CRIEF : Salaire royal et immeubles de luxe, le grand déballage de Mohamed Lamine Bangoura

Le procès de l’ancien président de la Cour constitutionnelle a pris une tournure spectaculaire ce lundi 23 février 2026. À la barre de la CRIEF, Mohamed Lamine Bangoura a dévoilé un patrimoine colossal et un train de vie qui laisse sans voix : entre un salaire mensuel de 75 millions GNF et un immeuble à 4 milliards à Dakar, l’ex-magistrat tente de justifier l’origine de sa fortune face au juge Yacouba Sylla.

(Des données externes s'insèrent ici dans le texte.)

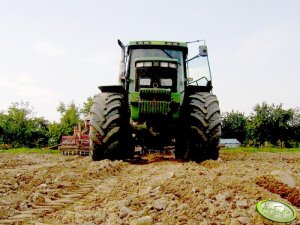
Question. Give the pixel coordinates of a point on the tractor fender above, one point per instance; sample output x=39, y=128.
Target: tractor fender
x=114, y=89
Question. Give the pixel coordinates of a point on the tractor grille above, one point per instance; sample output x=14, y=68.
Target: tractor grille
x=160, y=94
x=154, y=107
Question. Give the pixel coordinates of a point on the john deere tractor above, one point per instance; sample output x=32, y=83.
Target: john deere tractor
x=163, y=98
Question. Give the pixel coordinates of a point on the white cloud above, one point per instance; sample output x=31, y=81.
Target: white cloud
x=23, y=85
x=104, y=57
x=48, y=48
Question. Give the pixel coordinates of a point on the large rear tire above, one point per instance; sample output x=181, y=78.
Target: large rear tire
x=110, y=131
x=199, y=129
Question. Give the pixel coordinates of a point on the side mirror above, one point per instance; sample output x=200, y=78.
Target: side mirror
x=190, y=79
x=203, y=50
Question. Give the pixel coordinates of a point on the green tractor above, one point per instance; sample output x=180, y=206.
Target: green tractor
x=163, y=99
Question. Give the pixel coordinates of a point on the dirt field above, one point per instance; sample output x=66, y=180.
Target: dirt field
x=54, y=189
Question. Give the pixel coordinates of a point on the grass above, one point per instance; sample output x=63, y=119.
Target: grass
x=29, y=150
x=256, y=150
x=232, y=150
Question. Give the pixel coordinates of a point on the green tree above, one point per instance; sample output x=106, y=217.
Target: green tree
x=234, y=125
x=270, y=123
x=85, y=110
x=21, y=129
x=70, y=117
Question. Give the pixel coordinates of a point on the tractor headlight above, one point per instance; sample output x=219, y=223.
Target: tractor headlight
x=147, y=64
x=166, y=82
x=140, y=64
x=145, y=81
x=173, y=65
x=164, y=64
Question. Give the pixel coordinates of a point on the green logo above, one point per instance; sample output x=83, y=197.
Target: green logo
x=276, y=211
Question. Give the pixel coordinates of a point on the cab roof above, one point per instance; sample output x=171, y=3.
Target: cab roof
x=157, y=43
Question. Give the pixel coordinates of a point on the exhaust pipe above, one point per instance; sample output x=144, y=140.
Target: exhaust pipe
x=122, y=77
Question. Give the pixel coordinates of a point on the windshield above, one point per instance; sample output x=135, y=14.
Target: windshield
x=198, y=70
x=165, y=53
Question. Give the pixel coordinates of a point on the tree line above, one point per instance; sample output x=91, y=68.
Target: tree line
x=267, y=124
x=19, y=127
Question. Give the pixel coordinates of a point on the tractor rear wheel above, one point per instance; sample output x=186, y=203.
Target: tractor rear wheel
x=110, y=131
x=199, y=129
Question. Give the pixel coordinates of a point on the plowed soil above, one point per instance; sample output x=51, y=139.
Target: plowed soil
x=55, y=189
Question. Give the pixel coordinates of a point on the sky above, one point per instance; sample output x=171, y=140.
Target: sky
x=56, y=51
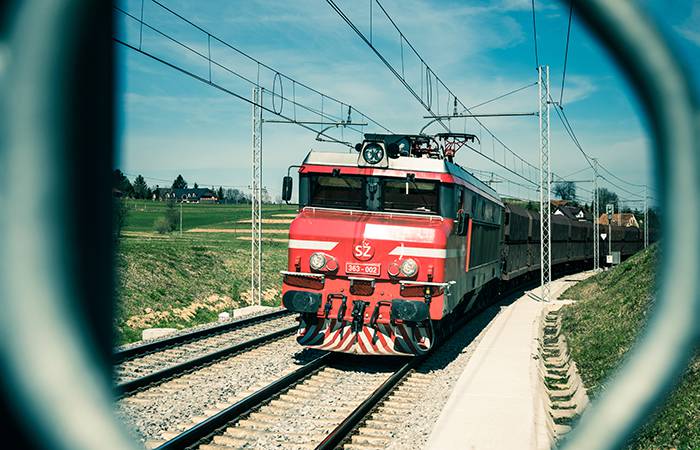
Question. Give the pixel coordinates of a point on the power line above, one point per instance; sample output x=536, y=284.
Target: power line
x=504, y=95
x=623, y=181
x=576, y=172
x=277, y=98
x=431, y=85
x=534, y=35
x=569, y=129
x=566, y=55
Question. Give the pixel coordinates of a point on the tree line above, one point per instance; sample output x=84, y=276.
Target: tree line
x=566, y=190
x=139, y=189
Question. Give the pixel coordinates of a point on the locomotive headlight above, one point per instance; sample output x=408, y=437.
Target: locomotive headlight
x=373, y=153
x=409, y=267
x=317, y=261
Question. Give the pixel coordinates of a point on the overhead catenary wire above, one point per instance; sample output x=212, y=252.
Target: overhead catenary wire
x=292, y=118
x=534, y=35
x=429, y=78
x=566, y=56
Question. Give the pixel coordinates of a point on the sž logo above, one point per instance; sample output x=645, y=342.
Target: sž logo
x=363, y=251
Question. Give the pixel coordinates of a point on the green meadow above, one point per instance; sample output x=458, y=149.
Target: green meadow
x=180, y=280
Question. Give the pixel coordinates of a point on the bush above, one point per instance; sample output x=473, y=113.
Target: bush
x=162, y=226
x=119, y=212
x=170, y=221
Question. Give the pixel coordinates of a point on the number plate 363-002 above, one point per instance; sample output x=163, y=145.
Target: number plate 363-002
x=371, y=269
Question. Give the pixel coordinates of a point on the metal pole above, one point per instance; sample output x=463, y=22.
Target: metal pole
x=596, y=216
x=610, y=211
x=646, y=218
x=545, y=184
x=255, y=201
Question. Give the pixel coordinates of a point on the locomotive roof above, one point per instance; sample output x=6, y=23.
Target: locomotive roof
x=403, y=163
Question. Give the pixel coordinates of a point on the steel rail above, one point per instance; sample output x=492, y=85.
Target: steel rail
x=209, y=426
x=152, y=347
x=343, y=430
x=125, y=389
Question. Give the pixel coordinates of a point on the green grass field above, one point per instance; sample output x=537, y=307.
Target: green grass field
x=602, y=326
x=173, y=280
x=142, y=215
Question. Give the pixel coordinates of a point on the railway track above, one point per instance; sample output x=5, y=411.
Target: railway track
x=290, y=413
x=331, y=402
x=153, y=363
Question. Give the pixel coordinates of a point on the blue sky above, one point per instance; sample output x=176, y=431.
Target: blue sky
x=170, y=123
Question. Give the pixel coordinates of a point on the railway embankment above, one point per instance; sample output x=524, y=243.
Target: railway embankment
x=507, y=384
x=609, y=311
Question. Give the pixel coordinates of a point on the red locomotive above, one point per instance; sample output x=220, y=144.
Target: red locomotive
x=390, y=244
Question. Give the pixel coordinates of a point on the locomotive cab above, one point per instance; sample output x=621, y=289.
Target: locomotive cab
x=381, y=250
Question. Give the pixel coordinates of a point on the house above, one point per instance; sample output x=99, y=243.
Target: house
x=189, y=195
x=622, y=219
x=561, y=208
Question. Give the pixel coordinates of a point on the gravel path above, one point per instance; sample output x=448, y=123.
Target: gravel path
x=414, y=407
x=178, y=403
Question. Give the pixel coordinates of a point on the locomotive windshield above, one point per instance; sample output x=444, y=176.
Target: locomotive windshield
x=337, y=192
x=373, y=194
x=415, y=196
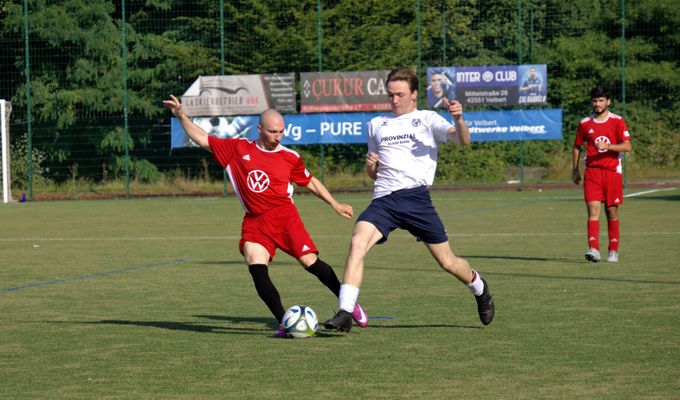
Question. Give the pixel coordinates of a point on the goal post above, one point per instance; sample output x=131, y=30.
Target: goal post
x=5, y=110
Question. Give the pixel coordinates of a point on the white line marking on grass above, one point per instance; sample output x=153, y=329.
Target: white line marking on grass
x=96, y=275
x=400, y=235
x=647, y=192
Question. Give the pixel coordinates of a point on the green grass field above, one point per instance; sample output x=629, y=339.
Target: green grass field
x=150, y=299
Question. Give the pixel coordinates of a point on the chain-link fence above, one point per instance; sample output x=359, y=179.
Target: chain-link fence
x=86, y=79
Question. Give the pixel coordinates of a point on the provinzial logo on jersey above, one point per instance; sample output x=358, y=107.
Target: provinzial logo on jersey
x=258, y=181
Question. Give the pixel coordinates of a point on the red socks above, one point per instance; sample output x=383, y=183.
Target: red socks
x=612, y=230
x=594, y=234
x=614, y=235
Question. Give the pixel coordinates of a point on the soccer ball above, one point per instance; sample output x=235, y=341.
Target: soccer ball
x=300, y=322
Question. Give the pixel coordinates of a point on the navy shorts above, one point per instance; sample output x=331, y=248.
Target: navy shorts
x=409, y=209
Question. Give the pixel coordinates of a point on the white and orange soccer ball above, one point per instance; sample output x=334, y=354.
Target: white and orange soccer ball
x=300, y=322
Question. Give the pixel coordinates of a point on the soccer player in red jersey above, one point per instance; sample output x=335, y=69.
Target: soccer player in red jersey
x=262, y=173
x=605, y=137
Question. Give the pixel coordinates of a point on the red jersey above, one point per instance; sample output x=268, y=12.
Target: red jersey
x=613, y=130
x=262, y=179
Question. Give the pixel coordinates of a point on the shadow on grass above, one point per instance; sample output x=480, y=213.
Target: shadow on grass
x=435, y=269
x=421, y=326
x=189, y=327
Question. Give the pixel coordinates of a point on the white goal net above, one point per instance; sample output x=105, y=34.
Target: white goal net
x=5, y=109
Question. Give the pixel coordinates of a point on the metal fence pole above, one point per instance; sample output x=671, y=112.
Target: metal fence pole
x=623, y=80
x=319, y=55
x=519, y=61
x=29, y=132
x=224, y=171
x=125, y=99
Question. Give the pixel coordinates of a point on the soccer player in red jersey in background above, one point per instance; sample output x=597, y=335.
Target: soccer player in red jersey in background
x=262, y=173
x=606, y=137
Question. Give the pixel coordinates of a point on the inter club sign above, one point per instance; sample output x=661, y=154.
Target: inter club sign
x=494, y=85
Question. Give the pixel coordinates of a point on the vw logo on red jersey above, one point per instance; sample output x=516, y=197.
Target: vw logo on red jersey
x=258, y=181
x=602, y=139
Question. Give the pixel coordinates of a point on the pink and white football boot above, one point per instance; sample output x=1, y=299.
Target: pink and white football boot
x=359, y=316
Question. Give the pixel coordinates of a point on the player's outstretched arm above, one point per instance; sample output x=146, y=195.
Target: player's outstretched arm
x=575, y=174
x=193, y=131
x=315, y=186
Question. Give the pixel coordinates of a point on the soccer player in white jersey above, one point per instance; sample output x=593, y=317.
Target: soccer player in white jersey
x=262, y=173
x=402, y=158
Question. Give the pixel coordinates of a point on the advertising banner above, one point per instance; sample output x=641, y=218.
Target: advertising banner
x=239, y=95
x=343, y=91
x=350, y=128
x=495, y=85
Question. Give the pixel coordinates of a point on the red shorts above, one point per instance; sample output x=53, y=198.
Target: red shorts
x=605, y=185
x=281, y=227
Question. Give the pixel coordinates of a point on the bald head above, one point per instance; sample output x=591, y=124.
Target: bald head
x=271, y=129
x=269, y=115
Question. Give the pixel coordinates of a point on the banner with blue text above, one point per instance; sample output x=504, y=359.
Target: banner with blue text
x=492, y=85
x=350, y=128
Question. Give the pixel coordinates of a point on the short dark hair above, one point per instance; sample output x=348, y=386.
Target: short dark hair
x=598, y=92
x=404, y=74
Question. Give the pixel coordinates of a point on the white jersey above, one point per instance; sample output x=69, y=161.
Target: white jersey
x=407, y=149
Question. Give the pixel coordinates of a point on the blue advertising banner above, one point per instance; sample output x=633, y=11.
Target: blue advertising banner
x=350, y=128
x=495, y=85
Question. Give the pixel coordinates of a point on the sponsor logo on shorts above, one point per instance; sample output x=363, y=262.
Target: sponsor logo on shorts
x=258, y=181
x=600, y=139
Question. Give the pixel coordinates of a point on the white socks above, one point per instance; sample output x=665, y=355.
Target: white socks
x=476, y=287
x=348, y=297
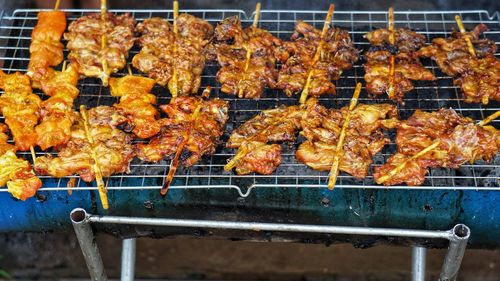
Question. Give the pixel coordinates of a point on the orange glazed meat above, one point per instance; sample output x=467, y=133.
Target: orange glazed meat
x=46, y=49
x=454, y=140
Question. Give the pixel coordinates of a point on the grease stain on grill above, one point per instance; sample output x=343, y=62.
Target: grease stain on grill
x=148, y=205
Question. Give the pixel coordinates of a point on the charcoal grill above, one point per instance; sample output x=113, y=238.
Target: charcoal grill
x=294, y=193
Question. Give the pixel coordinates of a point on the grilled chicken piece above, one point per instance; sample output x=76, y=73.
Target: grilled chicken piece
x=459, y=139
x=112, y=148
x=478, y=77
x=452, y=55
x=273, y=125
x=254, y=153
x=338, y=54
x=321, y=128
x=481, y=82
x=258, y=158
x=46, y=49
x=56, y=113
x=137, y=104
x=247, y=58
x=85, y=42
x=407, y=66
x=176, y=61
x=406, y=40
x=194, y=125
x=20, y=107
x=16, y=173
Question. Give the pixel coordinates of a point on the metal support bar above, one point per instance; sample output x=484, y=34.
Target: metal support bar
x=418, y=257
x=458, y=236
x=90, y=251
x=456, y=250
x=128, y=259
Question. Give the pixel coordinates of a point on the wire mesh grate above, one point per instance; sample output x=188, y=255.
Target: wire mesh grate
x=15, y=32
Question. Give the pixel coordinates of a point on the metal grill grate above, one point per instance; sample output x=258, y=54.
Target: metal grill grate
x=15, y=33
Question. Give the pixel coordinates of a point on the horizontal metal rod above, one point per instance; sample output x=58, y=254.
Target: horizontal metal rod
x=256, y=226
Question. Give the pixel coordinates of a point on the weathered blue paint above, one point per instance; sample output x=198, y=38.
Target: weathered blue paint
x=418, y=209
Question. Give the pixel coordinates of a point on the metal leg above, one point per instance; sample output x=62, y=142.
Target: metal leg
x=128, y=259
x=456, y=250
x=458, y=238
x=88, y=245
x=418, y=257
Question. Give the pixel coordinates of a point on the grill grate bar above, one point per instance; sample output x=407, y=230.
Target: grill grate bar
x=15, y=31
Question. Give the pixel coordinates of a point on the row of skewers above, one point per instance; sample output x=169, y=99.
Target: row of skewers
x=174, y=55
x=97, y=142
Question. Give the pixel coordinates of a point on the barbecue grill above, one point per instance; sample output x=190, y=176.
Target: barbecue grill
x=294, y=193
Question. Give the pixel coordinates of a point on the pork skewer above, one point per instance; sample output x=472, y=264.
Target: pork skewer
x=93, y=154
x=99, y=43
x=46, y=49
x=326, y=25
x=193, y=127
x=461, y=27
x=392, y=62
x=15, y=172
x=246, y=56
x=136, y=103
x=97, y=149
x=392, y=66
x=249, y=50
x=474, y=65
x=340, y=143
x=437, y=139
x=313, y=59
x=174, y=54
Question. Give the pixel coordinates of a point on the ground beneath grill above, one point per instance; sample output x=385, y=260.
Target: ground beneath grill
x=57, y=257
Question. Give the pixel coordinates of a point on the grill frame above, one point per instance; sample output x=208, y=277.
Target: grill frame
x=208, y=173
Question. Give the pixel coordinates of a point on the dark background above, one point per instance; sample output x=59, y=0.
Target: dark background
x=53, y=256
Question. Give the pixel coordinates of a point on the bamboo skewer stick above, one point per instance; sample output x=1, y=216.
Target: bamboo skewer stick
x=243, y=151
x=97, y=169
x=400, y=167
x=249, y=50
x=343, y=133
x=317, y=54
x=392, y=41
x=104, y=43
x=461, y=27
x=175, y=78
x=488, y=119
x=56, y=6
x=180, y=147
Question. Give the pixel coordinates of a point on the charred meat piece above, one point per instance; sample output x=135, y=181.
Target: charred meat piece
x=364, y=138
x=15, y=172
x=477, y=76
x=406, y=40
x=255, y=154
x=193, y=125
x=246, y=57
x=176, y=61
x=481, y=82
x=20, y=107
x=407, y=67
x=46, y=49
x=56, y=113
x=112, y=148
x=457, y=140
x=452, y=55
x=100, y=47
x=297, y=58
x=137, y=104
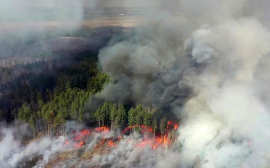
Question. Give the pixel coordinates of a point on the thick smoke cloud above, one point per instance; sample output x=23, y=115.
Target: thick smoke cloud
x=13, y=153
x=209, y=65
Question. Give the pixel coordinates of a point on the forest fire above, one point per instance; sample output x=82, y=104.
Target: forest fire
x=149, y=136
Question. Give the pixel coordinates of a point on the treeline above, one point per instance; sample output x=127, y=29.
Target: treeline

Un train de vie au sommet : 75 millions par mois et des baux en or

Interrogé sur ses revenus, l’ancien patron de la plus haute juridiction du pays n’a pas fait dans la demi-mesure. Il a détaillé les piliers de ses finances personnelles :

  • Un salaire de ministre : 75 millions GNF perçus chaque mois.
  • Immobilier de luxe : Deux duplex à Nongo dont les baux lui ont rapporté 1,5 milliard GNF.
  • L’investissement dakarois : Un immeuble acquis au Sénégal entre 2018 et 2019 pour la bagatelle de 4 milliards GNF, via un prêt bancaire.
  • L’héritage et les terres : La vente d’un bien familial à Paris et des domaines fonciers s’étendant de Coyah à Wonkifong.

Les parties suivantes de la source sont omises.